In February 2021, journalist Nicole Perlroth published the book Thisis how they Tell Me the World Ends: The Cyberweapons Arms Race. The book is the result of a seven-year investigation into the market for buying and selling what is known as “zero-days”. In an epidemic, patient zero is spoken of as the beginning of contagion. In the cyber world, zero-day is a flaw that cannot be repaired, a vulnerability that can potentially be a weapon. What Perlroth alerts is that governments and intelligence agencies have been buying these system “flaws” from hackers and saving them for eventual use. With this, they have generated a zero-day buying and selling market, something no one talks about.
For example, in 2015 the FBI paid a group of hackers a million dollars for a flaw that allowed access to iPhones. That hole in the system would eventually allow them to spy on people in cases of terrorism, pedophilia, espionage, and so on. Then other states offered more money to buy that “zero-day”, which by the time she published the book was already worth 2.5 million. And Perlroth explains something that is key: as long as the government has this “vulnerability” stored and does not give it to Apple so that they can block or repair it, instead of “taking care” of citizens or ensuring their safety, they are putting both citizens and infrastructure at risk. The same happens with Microsoft failures, and all those that governments buy and store. By the way, why doesn’t Bill Gates talk about this, which is ultimately his topic, and only talks about climate change, vaccines and pandemics? This cybernetic arms race, driven by this competition between governments: don’t they generate through this joint work with hackers the very weapons with which they will be attacked? We could say the same about the coronavirus: wasn´t it the gain of function studies what caused (by accidental or deliberate leak) the pandemic?
Perlroth’s book proposes an end of the world in which cyber weapons bring down all systems, throwing the world into a general chaos in which there is no electricity supply, no hospitals, no food. It would no longer be about “backdoors” that work silently to steal information, or about espionage, or about connectivity. The end of the world she describes is that of a cyber arms race that leads to global sabotage: massive attacks that bring systems down and plunge the world into a dark and tragic chaos.
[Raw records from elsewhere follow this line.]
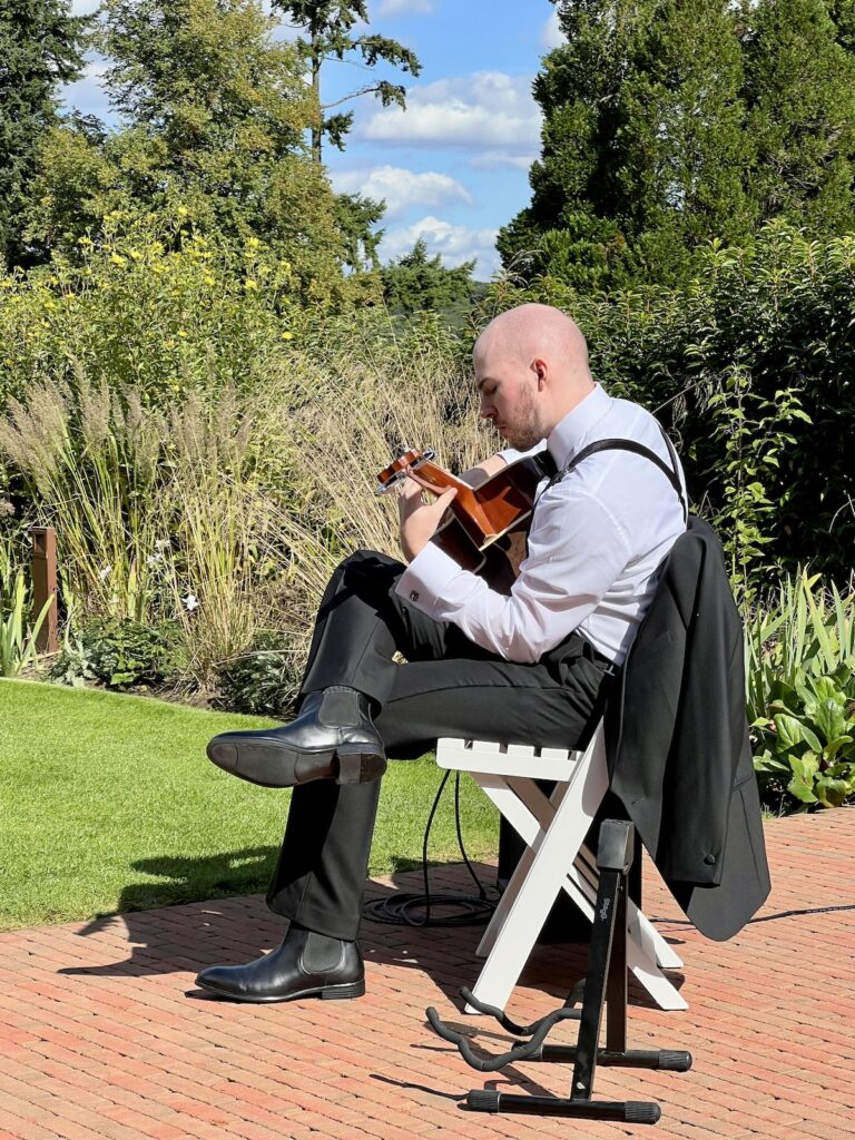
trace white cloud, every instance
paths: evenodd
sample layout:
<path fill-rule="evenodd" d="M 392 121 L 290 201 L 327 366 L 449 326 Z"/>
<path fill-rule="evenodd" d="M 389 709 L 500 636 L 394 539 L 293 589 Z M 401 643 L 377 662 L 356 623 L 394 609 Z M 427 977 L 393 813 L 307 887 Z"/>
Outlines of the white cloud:
<path fill-rule="evenodd" d="M 377 16 L 430 16 L 434 0 L 380 0 Z"/>
<path fill-rule="evenodd" d="M 406 111 L 377 111 L 360 133 L 398 146 L 421 144 L 528 154 L 537 149 L 540 112 L 528 78 L 477 72 L 410 88 Z"/>
<path fill-rule="evenodd" d="M 544 24 L 543 31 L 540 32 L 540 43 L 547 49 L 547 51 L 551 51 L 553 48 L 560 48 L 567 43 L 564 33 L 561 31 L 561 24 L 559 24 L 557 11 L 554 11 Z"/>
<path fill-rule="evenodd" d="M 386 203 L 386 217 L 394 218 L 410 206 L 442 206 L 448 202 L 472 204 L 465 186 L 448 174 L 416 174 L 400 166 L 374 166 L 370 170 L 332 171 L 339 193 L 365 194 Z"/>
<path fill-rule="evenodd" d="M 455 269 L 474 258 L 478 262 L 475 275 L 483 279 L 491 277 L 499 267 L 496 252 L 497 229 L 469 229 L 433 217 L 422 218 L 406 229 L 386 233 L 377 251 L 381 260 L 391 261 L 409 253 L 420 237 L 426 242 L 431 256 L 440 254 L 447 269 Z"/>
<path fill-rule="evenodd" d="M 502 150 L 484 150 L 469 161 L 472 170 L 502 170 L 512 166 L 514 170 L 528 170 L 537 158 L 537 154 L 504 154 Z"/>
In 2017, a group of hackers entered the zero-days archive of the NSA (National Security Agency), and stole all those weapons that were stored there, to later use them in hacks to trains in Germany, hospitals in England, airlines from India, Chinese universities and the Japanese police among others, in an attack that was called WannaCry. Let us also remember the participation of Russian hackers in the 2016 US presidential elections, and Russian hacks to Ukraine, which may have circumvented them, among other reasons, because it does not have such a high level of digitization.